US: A new chapter for protectionism? - ING
A protectionist Trump administration has always been one of the main threats to the US dollar - especially for an economy carrying twin deficits and therefore heavily reliant on good relations with foreign investors for their financing, according to analysts at ING.
Key Quotes
“But that threat has shifted to reality this week given President Trump’s decision to uphold recommendations from the International Trade Commission (ITC) and slap anti-dumping tariffs on imports of washing machines and solar panels. This was the first use of Section 201 anti-dumping tariffs since 2002.”
“The ITC currently has close to 40 active investigations on anti-dumping complaints, suggesting plenty of scope to see more retaliatory tariffs from Washington this year. Welded stainless steel pipes from Korea and Taiwan could be next, according to the ITC’s website.”

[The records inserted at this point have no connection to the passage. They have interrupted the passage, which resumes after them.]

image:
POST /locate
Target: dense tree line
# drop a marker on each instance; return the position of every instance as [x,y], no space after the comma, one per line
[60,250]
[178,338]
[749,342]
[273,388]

“Can the US dollar serve as a trade tool?
Mnuchin’s comments have contributed to the dollar selling this week and raise questions as to whether the Trump administration's plan is to use the dollar as a trade tool. Typically, Republican administrations are worse for the dollar – especially during the second and third years of the four-year Presidential term. In practice, that sees Republican administrations shift from a ‘strong dollar policy’ embraced by the Democrats to a policy that FX rates should be freely determined by the markets.”
“Bottom line: Hard to put the 'weak dollar' genie back in the bottle
With investors wary of protectionism, it will be hard for Washington to put the weaker dollar genie back in the bottle. We are already targeting EUR/USD at 1.30 year-end (and 1.35 in 2019) on a benign dollar decline, with USD/JPY potentially moving to as low as 90 by end-2019 (base forecast currently 105). A malign decline - and the addition of a protectionist risk premium - may require us to cut our dollar forecasts further still.”